Earlier this evening I found myself face-to-palps with a Chilean Rose tarantula with a bald spot where it had got irritated with one of its handlers and fired off some of its abdominal hairs as a threat. I also held piece of wood about 6 inches by 6 inches with a rather large Mexican red-kneed tarantula on it - no bald spot this time, and in fact, compared to its Chilean cousin this spider was rather restrained: no climbing out of its tank and nearly falling on the floor, and no chasing its dinner around in an undignified fashion.

Yes, tonight was the night of my spider phobics' course at Bristol Zoo, and in this age of certification I have a signed piece of paper from one of the zoo educationalists and the visiting hypnotherapist to confirm that I didn't chicken out of attending! I've spent the evening absorbing interesting spider facts, looking at shed spider skins (and cockroach and other invertebrate skins), lying on the floor doing relaxation exercises and receiving hypnotherapy.
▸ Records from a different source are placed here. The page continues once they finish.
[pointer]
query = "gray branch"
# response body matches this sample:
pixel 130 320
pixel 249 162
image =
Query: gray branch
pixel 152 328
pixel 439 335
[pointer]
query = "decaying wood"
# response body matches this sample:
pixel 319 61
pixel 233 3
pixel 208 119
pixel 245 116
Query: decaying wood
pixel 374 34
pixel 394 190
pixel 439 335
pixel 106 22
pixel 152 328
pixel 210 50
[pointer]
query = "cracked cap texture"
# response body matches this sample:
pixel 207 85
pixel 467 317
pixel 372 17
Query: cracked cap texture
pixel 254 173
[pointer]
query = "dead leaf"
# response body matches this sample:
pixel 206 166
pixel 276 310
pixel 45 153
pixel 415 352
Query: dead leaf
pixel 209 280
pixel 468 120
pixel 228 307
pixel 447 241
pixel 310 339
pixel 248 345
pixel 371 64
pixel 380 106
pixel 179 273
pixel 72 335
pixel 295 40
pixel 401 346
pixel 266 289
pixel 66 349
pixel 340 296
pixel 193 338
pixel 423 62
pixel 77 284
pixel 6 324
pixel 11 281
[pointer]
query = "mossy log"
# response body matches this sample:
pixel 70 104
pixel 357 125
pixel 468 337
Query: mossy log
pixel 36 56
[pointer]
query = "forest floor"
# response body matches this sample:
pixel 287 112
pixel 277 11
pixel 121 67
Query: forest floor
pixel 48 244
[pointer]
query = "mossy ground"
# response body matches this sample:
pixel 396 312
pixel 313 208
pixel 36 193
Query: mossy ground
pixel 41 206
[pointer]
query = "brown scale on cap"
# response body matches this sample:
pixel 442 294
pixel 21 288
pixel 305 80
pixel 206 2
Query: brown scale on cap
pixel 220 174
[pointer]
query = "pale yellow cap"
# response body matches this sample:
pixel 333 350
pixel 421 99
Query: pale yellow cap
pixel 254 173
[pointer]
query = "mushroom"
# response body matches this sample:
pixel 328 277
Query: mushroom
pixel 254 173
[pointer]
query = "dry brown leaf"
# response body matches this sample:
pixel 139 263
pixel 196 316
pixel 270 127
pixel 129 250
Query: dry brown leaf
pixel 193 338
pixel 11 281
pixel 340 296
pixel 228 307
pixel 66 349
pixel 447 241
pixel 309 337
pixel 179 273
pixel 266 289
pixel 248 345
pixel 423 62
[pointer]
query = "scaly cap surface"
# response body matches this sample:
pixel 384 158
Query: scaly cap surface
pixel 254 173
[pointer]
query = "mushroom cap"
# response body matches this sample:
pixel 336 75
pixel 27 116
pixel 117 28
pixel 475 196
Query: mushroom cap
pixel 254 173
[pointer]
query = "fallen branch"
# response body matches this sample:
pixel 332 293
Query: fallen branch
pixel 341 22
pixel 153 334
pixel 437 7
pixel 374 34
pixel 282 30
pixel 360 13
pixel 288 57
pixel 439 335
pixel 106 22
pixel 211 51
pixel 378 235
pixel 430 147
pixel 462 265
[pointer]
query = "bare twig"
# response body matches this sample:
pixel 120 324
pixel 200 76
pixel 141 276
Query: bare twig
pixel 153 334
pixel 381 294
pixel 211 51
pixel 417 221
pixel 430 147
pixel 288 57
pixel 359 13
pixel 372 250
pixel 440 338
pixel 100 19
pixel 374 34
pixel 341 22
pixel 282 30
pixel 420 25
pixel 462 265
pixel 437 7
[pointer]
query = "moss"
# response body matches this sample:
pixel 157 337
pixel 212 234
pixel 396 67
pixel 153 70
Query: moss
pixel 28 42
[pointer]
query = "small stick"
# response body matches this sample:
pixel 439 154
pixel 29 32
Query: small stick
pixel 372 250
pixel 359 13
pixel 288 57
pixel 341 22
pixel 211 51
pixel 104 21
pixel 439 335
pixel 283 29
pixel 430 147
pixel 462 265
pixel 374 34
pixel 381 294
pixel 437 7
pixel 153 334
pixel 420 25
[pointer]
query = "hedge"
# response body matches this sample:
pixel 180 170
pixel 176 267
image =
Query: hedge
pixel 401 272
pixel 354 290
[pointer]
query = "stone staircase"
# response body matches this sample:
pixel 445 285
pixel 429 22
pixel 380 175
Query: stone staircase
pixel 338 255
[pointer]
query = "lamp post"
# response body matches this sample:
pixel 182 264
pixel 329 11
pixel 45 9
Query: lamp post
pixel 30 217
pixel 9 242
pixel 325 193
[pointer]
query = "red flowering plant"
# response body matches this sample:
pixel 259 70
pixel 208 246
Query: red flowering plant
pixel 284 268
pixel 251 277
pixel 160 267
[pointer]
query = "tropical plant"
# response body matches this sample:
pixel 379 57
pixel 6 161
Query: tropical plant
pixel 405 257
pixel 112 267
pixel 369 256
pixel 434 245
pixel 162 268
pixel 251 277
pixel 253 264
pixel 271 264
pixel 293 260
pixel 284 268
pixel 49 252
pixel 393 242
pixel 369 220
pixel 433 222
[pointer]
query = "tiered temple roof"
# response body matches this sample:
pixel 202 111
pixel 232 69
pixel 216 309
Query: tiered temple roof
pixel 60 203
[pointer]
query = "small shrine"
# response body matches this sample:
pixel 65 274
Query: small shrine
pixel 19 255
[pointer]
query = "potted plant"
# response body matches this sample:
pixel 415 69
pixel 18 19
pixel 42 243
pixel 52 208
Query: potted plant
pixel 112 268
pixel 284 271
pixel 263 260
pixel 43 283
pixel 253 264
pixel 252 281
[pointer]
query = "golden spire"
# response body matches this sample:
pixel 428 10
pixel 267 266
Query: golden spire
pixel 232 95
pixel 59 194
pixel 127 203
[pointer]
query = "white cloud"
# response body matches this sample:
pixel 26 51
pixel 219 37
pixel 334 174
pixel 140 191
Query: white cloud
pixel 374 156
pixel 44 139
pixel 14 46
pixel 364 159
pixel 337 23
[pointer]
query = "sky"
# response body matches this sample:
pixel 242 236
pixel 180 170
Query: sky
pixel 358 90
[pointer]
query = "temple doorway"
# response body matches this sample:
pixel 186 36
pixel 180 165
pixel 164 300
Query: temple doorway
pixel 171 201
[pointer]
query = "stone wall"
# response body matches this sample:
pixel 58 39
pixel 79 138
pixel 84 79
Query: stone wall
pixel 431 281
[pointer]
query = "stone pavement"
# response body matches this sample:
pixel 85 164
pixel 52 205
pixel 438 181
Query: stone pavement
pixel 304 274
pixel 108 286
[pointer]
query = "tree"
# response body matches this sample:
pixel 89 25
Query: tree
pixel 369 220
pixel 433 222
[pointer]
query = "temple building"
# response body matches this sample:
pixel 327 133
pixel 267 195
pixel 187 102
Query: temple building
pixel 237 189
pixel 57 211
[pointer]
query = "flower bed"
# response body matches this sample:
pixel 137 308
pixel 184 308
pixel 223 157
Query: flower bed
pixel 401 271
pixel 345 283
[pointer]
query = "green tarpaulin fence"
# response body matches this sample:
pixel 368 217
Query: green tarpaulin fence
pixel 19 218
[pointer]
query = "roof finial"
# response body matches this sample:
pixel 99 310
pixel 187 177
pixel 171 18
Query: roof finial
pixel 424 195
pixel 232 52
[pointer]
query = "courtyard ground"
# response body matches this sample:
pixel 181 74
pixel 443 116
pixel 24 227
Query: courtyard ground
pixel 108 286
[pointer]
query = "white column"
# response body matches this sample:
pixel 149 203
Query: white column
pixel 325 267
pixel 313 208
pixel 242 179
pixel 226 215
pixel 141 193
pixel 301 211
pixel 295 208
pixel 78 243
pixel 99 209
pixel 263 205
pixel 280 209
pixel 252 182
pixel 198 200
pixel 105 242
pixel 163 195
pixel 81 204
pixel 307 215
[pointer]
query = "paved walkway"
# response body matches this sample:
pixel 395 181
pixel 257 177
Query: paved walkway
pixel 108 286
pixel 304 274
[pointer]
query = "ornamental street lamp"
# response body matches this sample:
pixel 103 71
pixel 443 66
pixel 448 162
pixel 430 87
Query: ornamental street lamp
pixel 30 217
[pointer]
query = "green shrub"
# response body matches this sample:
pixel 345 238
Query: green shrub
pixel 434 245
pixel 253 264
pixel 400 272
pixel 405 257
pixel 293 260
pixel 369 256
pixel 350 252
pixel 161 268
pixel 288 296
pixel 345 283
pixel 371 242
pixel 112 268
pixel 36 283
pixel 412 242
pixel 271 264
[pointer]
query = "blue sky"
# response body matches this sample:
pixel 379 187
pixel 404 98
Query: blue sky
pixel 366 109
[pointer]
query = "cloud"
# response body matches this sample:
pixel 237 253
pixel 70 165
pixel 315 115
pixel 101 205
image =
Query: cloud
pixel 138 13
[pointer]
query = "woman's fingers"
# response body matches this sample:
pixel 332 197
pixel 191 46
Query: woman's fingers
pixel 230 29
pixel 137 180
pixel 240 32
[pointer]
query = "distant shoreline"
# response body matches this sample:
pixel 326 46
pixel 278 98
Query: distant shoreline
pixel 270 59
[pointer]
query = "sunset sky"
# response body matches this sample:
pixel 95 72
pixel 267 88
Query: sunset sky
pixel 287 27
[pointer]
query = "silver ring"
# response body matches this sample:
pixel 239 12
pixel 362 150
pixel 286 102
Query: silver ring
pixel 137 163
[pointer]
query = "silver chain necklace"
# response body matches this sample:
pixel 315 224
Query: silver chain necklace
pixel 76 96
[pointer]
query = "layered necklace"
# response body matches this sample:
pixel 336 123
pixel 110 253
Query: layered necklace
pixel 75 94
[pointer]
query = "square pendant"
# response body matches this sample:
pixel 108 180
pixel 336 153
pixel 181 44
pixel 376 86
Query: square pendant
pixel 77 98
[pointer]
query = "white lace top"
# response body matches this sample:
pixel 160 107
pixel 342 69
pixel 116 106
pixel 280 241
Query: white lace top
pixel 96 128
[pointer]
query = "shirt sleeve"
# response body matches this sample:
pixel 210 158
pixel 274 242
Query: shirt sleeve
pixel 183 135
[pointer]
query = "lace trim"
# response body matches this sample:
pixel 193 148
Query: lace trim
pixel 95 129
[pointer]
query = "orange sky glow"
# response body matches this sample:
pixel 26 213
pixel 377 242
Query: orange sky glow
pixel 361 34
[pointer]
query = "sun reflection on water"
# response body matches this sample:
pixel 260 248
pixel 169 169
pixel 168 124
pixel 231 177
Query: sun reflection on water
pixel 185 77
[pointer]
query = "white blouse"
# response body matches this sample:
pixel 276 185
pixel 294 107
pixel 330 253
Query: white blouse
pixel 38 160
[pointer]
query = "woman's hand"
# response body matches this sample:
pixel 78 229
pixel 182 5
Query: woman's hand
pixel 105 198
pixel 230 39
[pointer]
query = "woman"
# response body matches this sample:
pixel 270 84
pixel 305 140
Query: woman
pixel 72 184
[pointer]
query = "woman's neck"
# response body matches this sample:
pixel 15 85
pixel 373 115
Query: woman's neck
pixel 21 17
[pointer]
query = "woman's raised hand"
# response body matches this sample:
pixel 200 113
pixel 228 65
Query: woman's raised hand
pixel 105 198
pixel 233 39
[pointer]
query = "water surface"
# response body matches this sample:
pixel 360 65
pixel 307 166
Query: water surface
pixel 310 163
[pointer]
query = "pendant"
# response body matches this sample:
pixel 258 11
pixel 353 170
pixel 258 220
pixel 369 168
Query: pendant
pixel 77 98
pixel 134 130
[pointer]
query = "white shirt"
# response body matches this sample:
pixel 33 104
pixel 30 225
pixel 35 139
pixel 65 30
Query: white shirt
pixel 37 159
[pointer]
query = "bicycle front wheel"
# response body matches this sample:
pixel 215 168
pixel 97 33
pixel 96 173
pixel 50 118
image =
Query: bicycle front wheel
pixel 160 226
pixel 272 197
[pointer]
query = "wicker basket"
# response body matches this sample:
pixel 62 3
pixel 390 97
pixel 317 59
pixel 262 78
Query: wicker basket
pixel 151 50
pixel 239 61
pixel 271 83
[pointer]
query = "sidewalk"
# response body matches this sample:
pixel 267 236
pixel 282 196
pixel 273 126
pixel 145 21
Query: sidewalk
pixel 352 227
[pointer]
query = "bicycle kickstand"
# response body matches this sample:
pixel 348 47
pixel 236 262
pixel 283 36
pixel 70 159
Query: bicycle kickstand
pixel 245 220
What amazed me was that I am by far from being the 'worst' type of phobic on the course. My colleague Steve won't open his windows at all and stuffs towels under his bedroom door every night, before he spends ages checking and re-checking the absence of spiders in his room. This is after he's checked and re-checked whether he put the plugs into the bath and all the sinks in his house just in case a cheeky spider should climb out of the U-bend... Someone else's kind brothers taped plastic spiders all over their room doors in the knowledge that this would deter their sister from ever entering. One woman drove her car into a hedge - deliberately - when she found a spider in the front with her, and another locked her children into their bedroom for an hour when she found a spider on their door and couldn't pass through it until her husband came home and 'dealt' with things.

That level of fear is absolutely paralysing and I'm glad to say that I experience much milder symptoms, but even so, I have my moments of terror. By the end of this evening not only was I able to hold the wood with a tarantula on it, but I had also picked up transparent boxes containing live(ly) wood and house spiders - the type that I encounter as a matter of routine. I guess the comparison in size made the British spiders seem much smaller and less significant, and I came away feeling that perhaps I would be able to do the cup-and-paper routine effectively next time. What I found very interesting was that my fear seems to stem from disgust: I find the hairy abdomens and spindly legs and eight eyes disgusting and frightening. I don't seem to fear spiders in the sense that they're coming after me and want to harm me - I really don't like the look or feel of them. This came out most when I tried to encounter their shed skins, and those of other invertebrates such as stick-insects and cockroaches: I almost couldn't bear to be near the boxes of skins, even though they were inanimate! So it seems to be something about touch - I fear them touching me, and as long as they aren't touching me I'm more or less OK. My worst moment was deciding that I should be able to touch a tarantula's cast-off skin and really, really not wanting to do it. I managed it, and afterwards the challenge of touching the real live tarantula was somehow less difficult. I'm not sure why it is their skins that frighten me - it seems an obscure aspect of arachnophobia, but there it is.

As the hypnotherapist said, this evening's course was not designedd to eradicate the phobia but to help make it manageable. Now I have to practice thinking differently about spiders: finding interesting things about them and what they are doing, sharing that curiosity with Ella and not frightening her, and recognising that they mostly want to run away from me and not nest in my hair... it's as much about changing the habits in my thinking as it is about managing not to panic! Wish me luck.